We've reported on daddy SHAMSID-DIN ABDUR-RAHEEM before. This piece of sh** is charged with murder (of his 3-month-old daughter) and attempted murder (of the baby's grandmother). Note that authorities were initially reluctant to call a paternal kidnapping a real kidnapping--and that error may have cost that baby her life.
http://www.google.com/hostednews/ap/article/ALeqM5ixCbTefcwbia2ApD7CcJu6ww-VpgD9I7U1603
NJ dad pleads not guilty in baby's bridge death
By SAMANTHA HENRY (AP) – 21 hours ago
NEW BRUNSWICK, N.J. — A New Jersey father accused of tossing his 3-month-old daughter to her death off a bridge pleaded not guilty Tuesday, as a judge ordered him to have no further contact with the child's mother.
Shamsid-Din Abdur-Raheem sat silently as his attorney entered the plea in state Superior Court in New Brunswick.
The 22-year-old Galloway Township resident is charged with murder and five other counts related to the infant's abduction and death. He remains jailed on $2.7 million bail.
Abdur-Raheem is also charged with attempted murder for allegedly assaulting the baby's maternal grandmother, who was baby-sitting while the child's mother sought a restraining order against him.
Prosecutors claim Abdur-Raheem abducted Zara Malani-lin Abdur from her grandmother's East Orange apartment on Feb. 16, choking and assaulting the woman and then hitting her with his van as she attempted to block his escape.
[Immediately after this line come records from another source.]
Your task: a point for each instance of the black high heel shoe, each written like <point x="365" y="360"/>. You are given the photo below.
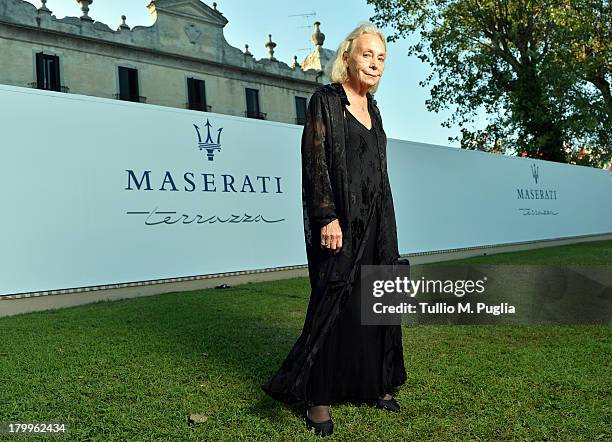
<point x="325" y="428"/>
<point x="388" y="404"/>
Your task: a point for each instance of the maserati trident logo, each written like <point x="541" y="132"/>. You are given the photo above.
<point x="209" y="144"/>
<point x="535" y="172"/>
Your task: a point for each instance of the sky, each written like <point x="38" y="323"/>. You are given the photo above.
<point x="399" y="97"/>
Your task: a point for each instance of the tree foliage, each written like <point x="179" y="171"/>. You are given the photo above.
<point x="540" y="69"/>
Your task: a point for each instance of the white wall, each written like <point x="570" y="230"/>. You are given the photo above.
<point x="66" y="213"/>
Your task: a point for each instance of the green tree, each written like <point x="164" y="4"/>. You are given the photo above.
<point x="540" y="69"/>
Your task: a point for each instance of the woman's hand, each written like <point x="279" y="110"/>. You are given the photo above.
<point x="331" y="236"/>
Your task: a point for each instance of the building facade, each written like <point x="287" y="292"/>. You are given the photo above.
<point x="182" y="60"/>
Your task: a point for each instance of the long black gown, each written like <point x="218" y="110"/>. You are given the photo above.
<point x="349" y="365"/>
<point x="327" y="194"/>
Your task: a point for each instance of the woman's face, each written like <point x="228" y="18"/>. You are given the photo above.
<point x="367" y="60"/>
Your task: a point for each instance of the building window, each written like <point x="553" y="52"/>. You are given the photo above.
<point x="196" y="95"/>
<point x="300" y="110"/>
<point x="47" y="73"/>
<point x="253" y="104"/>
<point x="128" y="85"/>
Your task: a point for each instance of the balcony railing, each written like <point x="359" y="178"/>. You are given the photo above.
<point x="253" y="114"/>
<point x="198" y="106"/>
<point x="56" y="88"/>
<point x="136" y="98"/>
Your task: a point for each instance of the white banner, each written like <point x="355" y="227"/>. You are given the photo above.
<point x="97" y="191"/>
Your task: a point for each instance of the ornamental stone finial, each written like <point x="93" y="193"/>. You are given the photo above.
<point x="317" y="36"/>
<point x="44" y="8"/>
<point x="123" y="26"/>
<point x="85" y="8"/>
<point x="294" y="63"/>
<point x="270" y="45"/>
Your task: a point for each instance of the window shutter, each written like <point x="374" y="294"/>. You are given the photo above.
<point x="40" y="75"/>
<point x="58" y="83"/>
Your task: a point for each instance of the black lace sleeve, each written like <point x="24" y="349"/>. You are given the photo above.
<point x="316" y="185"/>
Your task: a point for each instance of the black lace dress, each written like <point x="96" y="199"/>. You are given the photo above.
<point x="349" y="365"/>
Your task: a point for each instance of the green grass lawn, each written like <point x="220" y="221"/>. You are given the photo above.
<point x="135" y="369"/>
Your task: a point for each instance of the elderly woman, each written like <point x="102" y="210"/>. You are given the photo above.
<point x="349" y="221"/>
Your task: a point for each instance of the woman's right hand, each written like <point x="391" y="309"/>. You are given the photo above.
<point x="331" y="236"/>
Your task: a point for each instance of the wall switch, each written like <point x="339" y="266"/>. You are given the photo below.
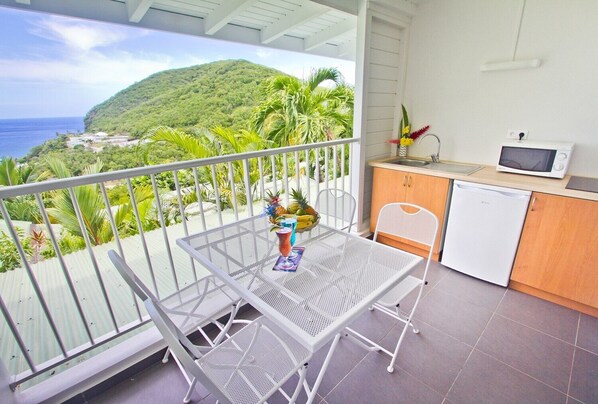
<point x="517" y="134"/>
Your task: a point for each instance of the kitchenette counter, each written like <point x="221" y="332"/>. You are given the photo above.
<point x="489" y="175"/>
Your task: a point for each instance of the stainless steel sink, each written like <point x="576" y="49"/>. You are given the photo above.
<point x="410" y="162"/>
<point x="428" y="165"/>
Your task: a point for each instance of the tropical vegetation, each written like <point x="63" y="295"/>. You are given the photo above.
<point x="205" y="111"/>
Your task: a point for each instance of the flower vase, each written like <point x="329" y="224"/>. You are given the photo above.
<point x="402" y="151"/>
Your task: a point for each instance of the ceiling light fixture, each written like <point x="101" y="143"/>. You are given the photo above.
<point x="513" y="64"/>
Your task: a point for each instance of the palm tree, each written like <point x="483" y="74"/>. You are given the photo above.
<point x="21" y="207"/>
<point x="13" y="174"/>
<point x="90" y="203"/>
<point x="300" y="112"/>
<point x="216" y="142"/>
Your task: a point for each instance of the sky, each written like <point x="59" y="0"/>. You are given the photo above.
<point x="53" y="66"/>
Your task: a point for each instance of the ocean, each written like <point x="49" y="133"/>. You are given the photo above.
<point x="18" y="136"/>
Abdur-Raheem later parked on the shoulder of the Garden State Parkway over the Driscoll Bridge — which spans the Raritan River between Sayreville and Woodbridge — and threw or dropped the baby from the front passenger window, according to court papers.
Police launched a massive search for the child. But she wasn't found until April, when people walking along the riverbank not far from the bridge came across an infant's body matching her description. An autopsy determined she had drowned.
Deputy Attorney General Andrew C. Fried asked state Superior Court Judge Frederick DeVesa Tuesday to bar Abdur-Raheem from all further contact with the baby's mother, saying he had sent her a 10-page letter from jail. Fried declined to discuss the letter's content, but said it could prompt the state to pursue additional charges of harassment or witness tampering.
Abdur-Raheem's attorney, Richard Klein, told the judge that the letter had been sent in response to a jail visit the baby's mother had initiated. Fried countered that the mother had only visited to ask Abdur-Raheem if their child was still alive, before the baby's body had been found.
The judge asked Abdur-Raheem if he understood the order to have no further contact with the child's mother, to which the defendant, his cuffed hands resting in his lap, nodded and quietly replied: "Yes."
The case, which New Jersey Attorney General Paula Dow has characterized as a tragic example of domestic violence, prompted a review of the state's guidelines for issuing Amber Alert broadcasts in response to reports of missing children.
Dow ordered the review, and changes to the system, after it was discovered that no alert had been issued for four hours between the time the child was abducted and Abdur-Raheem was arrested, as state law discouraged the use of the alerts in domestic cases at the time.
New Jersey police now issue the alerts even in cases of suspected parental involvement in a child's abduction.